First off taking the proceeds and paying off your mortgage has no affect on whether you owe capital gains on the sale of your parent's house. Sorry.
You are correct that your parents gifted you a share of the house in 2005. However you are not right about the gain. It is much more complicated.
What was the form of the title? Were you joint owners or tenants in common?
This is fairly complicated and I would recommend seeking the professional advice of a estate/probate/tax attorney.
Assuming joint ownership with three children and two parents you would have owned 1/5 = 20% of the property in 2005. The tax records are not really good enough to find the FMV. You really need to have had done a professional appraisal. (Tax assessments in many towns do not reflected reality). You could try to use that but it might not hold up. Again that is a good question for your attorney to answer.
When you think and report what you own or sold think of it is 20% or 25% or whatever of the house at 123 main st. Just like if you own stock you own a certain number of shares. You report what you get and what you owned.
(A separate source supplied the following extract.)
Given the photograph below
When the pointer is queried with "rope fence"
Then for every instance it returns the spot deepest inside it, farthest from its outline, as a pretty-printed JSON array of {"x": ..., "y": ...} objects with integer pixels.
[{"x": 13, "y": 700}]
X% of the total.
Your capital gain is the amount you get for selling (gross proceeds - costs of sale like commissions, transfer taxes, etc.) - your adjusted basis.
The general rule (see below for some twists) is that Adjusted basis is purchase cost (including expenses) + improvements (e.g. adding a room).
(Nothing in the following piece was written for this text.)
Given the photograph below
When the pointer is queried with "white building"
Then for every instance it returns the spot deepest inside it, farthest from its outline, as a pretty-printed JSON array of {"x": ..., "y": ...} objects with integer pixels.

Going with the $450k valuation, in 2005 each kid received a gift of 20% x $450k = $90k. Your parents were required to file a Gift Tax return (Form 709) in 2005. No actual gift tax would be paid unless your parents made total lifetime gifts through 2005 of more than $1M. [The state might have a gift tax with different rules.] The receiver of a gift does not pay income tax on it, so that is not a problem.
However your basis in the property is not $90k. Instead it is 20% of your parent's basis. Yes you have to go back to their records of purchase and improvements over the years to find that number. Let's call that your gift basis.
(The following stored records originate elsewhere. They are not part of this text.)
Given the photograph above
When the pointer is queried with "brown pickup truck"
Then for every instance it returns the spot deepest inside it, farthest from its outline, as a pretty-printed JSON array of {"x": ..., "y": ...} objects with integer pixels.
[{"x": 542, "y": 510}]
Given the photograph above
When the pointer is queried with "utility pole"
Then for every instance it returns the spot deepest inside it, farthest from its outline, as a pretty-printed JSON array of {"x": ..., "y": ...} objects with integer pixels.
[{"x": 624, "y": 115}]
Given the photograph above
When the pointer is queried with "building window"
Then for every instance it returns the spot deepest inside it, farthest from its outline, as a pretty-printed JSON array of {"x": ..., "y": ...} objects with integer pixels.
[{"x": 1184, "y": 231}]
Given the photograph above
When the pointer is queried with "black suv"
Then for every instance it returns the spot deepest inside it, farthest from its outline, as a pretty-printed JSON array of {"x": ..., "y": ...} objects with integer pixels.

When your first parent died (assuming joint ownership again), each of the owners (including your surviving parent) splits his or her 20%. So then you own 20% + 1/4 of 20% = 25% of the house.
The basis is "stepped up" to the FMV on the date of death for the % owned by the decedent.Your basis at that point is your gift basis + 5% of the FMV at the date of death. [Your siblings and surviving parent get the same thing, so the overall basis is stepped up by 20% of FMV].
Upon the death of your second parent you do that calculation again except that parent's share is 25% of the house just like yours. Your basis becomes your gift basis + first step up + 1/3 of 25% of the FMV at the time your second parent passed away. You then own 1/3 of the house.
Just for others reading this, if there had not been the gifting, then basis in the hands of the inheriting kids would have been 100% stepped up and there would be no gain, maybe a loss, unless the market moved between date of death and sale. There are other considerations of course. (medicare, asset protection, etc.)